5.     dan Haji ke Baitullah Al-Haram.

Dalil syahadat :
Firman Alah Ta’ala :
 ]شهد الله أنه لا إله إلا هو والملائكة وأولو العلم قائما بالقسط لا إله إلا هو العزيز الحكيم[.
“Allah menyatakan bahwa tiada sesembahan (yang haq) selain Dia, dengan senantiasa menegakkan keadilan. (juga menyatakan yang demikian itu) para Malaikat dan orang-orang yang berilmu. Tiada sesembahan (yang haq) selain dia, Yang Maha Perkasa lagi Maha Bijaksana.” (QS.  Ali-Imran : 18).

“Laa Ilaaha Illallah”, artinya : tiada sesembahan yang haq selain Allah.

Syahadat ini mengandung dua unsur. Menolak dan menetapkan. “La Ilaaha”, adalah menolak segala sembahan selain Allah, “Illallah”, adalah menetapkan bahwa ibadah (penghambaan) itu hanya untuk Allah semata, tiada sesuatu apapun yang boleh dijadikan sekutu di dalam ibadah kepada-Nya, sebagaimana tiada sesuatu apapun yang boleh dijadikan sekutu di dalam kakuasaan-Nya.
Tafsir makna syahadat tersebut diperjelas oleh firman Allah Ta’ala:
 ]وَإِذْ قَالَ إِبْرَاهِيمُ لِأَبِيهِ وَقَوْمِهِ إِنَّنِي بَرَاء مِّمَّا تَعْبُدُونَ (26) إِلَّا الَّذِي فَطَرَنِي فَإِنَّهُ سَيَهْدِينِ (27) سورة الزخرف وَجَعَلَهَا كَلِمَةً بَاقِيَةً فِي عَقِبِهِ لَعَلَّهُمْ يَرْجِعُونَ[ سورة الزخرف.
“Dan (ingatlah) ketika Ibrahim berkata kepada bapaknya dan kepada kaumnya : ‘Sesungguhnya aku menyatakan lapas diri dari segala yang kamu sembah, kecuali Tuhan yang telah menciptakanku, kerena sesungguhnya Dia akan memberiku petunjuk. ‘Dan (Ibrohim) mejadikan kalimat tauhid itu kalimat yang kekal pada keturunannya supaya mereka senantiasa kembali (kepada tauhid).” (QS. Az-Zukhruf : 26-28).

Dan firman Allah Ta’ala :
 ]قل يا أهل الكتاب تعالوا إلى كلمة سواء بيننا وبينكم ألا نعبد إلا الله ولا نشرك به شيئا ولا يتخذ بعضنا بعضا أربابا من دون الله فإن تولوا فقولوا اشهدوا بأنا مسلمون[.
“Katakanlah (Muhammad) : ‘Hai Ahli Kitab!

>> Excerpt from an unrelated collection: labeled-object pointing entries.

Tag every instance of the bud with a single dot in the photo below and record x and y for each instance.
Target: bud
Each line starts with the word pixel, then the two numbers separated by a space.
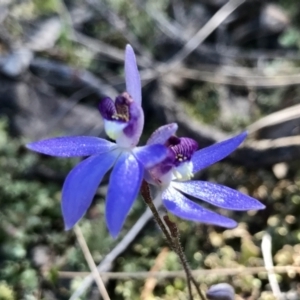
pixel 220 291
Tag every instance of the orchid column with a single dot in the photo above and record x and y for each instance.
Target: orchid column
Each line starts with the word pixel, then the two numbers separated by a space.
pixel 123 122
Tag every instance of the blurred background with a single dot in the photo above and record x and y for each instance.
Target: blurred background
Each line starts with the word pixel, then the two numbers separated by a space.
pixel 214 67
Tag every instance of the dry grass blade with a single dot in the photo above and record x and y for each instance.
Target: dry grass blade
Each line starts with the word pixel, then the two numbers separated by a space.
pixel 91 263
pixel 242 271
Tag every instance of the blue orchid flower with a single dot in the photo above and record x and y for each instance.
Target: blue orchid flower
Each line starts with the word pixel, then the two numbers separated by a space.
pixel 123 122
pixel 173 178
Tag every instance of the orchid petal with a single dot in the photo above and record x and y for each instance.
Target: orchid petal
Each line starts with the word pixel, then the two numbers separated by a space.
pixel 218 195
pixel 124 184
pixel 150 155
pixel 132 76
pixel 72 146
pixel 162 134
pixel 81 185
pixel 212 154
pixel 184 208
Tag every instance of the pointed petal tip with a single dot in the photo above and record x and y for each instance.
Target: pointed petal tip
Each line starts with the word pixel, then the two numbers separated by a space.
pixel 129 48
pixel 68 227
pixel 231 224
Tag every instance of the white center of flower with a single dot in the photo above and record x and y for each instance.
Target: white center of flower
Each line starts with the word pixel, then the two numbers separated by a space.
pixel 184 171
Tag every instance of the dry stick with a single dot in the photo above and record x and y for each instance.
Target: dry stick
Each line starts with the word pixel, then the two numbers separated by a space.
pixel 107 262
pixel 241 271
pixel 219 17
pixel 215 21
pixel 176 238
pixel 145 191
pixel 266 247
pixel 91 263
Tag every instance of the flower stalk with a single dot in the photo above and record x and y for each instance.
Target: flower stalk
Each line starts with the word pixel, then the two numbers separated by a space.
pixel 171 233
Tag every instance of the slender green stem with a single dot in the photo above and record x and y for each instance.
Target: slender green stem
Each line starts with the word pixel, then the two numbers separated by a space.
pixel 179 250
pixel 145 191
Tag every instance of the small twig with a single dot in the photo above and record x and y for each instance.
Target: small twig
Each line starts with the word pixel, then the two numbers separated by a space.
pixel 266 247
pixel 176 238
pixel 145 191
pixel 172 236
pixel 91 263
pixel 219 17
pixel 151 282
pixel 178 249
pixel 241 271
pixel 107 262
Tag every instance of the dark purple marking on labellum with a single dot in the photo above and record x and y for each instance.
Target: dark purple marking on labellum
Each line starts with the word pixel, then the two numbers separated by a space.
pixel 116 111
pixel 183 148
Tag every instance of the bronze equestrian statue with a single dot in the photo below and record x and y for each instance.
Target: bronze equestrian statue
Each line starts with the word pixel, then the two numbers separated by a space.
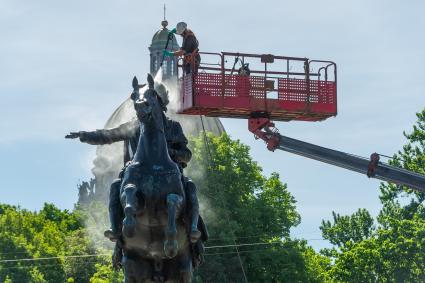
pixel 160 205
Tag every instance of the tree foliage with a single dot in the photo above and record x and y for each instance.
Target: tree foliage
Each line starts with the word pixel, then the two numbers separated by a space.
pixel 393 251
pixel 249 217
pixel 243 207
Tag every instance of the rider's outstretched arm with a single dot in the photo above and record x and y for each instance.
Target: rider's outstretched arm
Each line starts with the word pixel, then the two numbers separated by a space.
pixel 107 136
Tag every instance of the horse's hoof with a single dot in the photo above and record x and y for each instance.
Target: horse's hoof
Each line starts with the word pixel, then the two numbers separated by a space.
pixel 129 210
pixel 171 248
pixel 129 227
pixel 194 236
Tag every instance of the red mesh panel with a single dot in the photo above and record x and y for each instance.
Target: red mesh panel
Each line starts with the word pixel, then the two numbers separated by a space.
pixel 236 96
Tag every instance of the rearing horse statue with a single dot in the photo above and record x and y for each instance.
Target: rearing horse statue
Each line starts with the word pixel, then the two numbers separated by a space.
pixel 155 241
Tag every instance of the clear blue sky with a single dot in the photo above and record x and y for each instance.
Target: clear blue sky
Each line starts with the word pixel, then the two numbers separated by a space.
pixel 66 65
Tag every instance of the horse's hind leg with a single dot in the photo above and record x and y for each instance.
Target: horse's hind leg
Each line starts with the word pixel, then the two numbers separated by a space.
pixel 186 269
pixel 136 270
pixel 174 207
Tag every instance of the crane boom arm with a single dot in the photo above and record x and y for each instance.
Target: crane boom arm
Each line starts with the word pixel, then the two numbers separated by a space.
pixel 264 129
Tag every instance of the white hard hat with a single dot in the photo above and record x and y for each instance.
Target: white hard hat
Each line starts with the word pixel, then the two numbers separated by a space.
pixel 181 27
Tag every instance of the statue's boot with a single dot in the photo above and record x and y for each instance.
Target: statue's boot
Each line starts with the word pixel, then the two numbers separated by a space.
pixel 115 212
pixel 171 246
pixel 195 234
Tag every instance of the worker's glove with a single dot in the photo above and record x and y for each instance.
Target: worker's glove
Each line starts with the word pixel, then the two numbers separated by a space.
pixel 174 30
pixel 167 53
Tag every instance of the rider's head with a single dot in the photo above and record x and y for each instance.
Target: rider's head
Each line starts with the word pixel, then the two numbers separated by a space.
pixel 181 28
pixel 163 95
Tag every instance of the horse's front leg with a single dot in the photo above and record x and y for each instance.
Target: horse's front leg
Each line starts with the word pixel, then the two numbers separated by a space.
pixel 130 209
pixel 174 208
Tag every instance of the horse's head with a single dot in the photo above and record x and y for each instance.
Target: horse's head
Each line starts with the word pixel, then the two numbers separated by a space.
pixel 148 105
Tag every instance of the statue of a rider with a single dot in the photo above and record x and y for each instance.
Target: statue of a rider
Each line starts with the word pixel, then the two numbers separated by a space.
pixel 179 152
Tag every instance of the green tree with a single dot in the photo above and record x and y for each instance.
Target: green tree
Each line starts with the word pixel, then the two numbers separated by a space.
pixel 243 207
pixel 395 250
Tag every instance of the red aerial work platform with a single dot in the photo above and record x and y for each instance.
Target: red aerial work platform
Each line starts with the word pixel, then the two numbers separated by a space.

Marilah kamu kepada suatu kalimat yang tidak ada perselisihan antara kami dan kamu, yaitu : hendaklah kita tidak menyembah selain Allah dan tidak mempersekutukan sesuatu apapun dengan-Nya serta janganlah sebagian kita menjadikan sebagian yang lain sebagai Tuhan selain Allah’. Jika mereka berpaling, maka katakanlah kepada mereka : ‘Saksikanlah, bahwa kami adalah orang-orang yang muslim (menyerah diri kepada Allah).” (QS.  Ali Imran : 64).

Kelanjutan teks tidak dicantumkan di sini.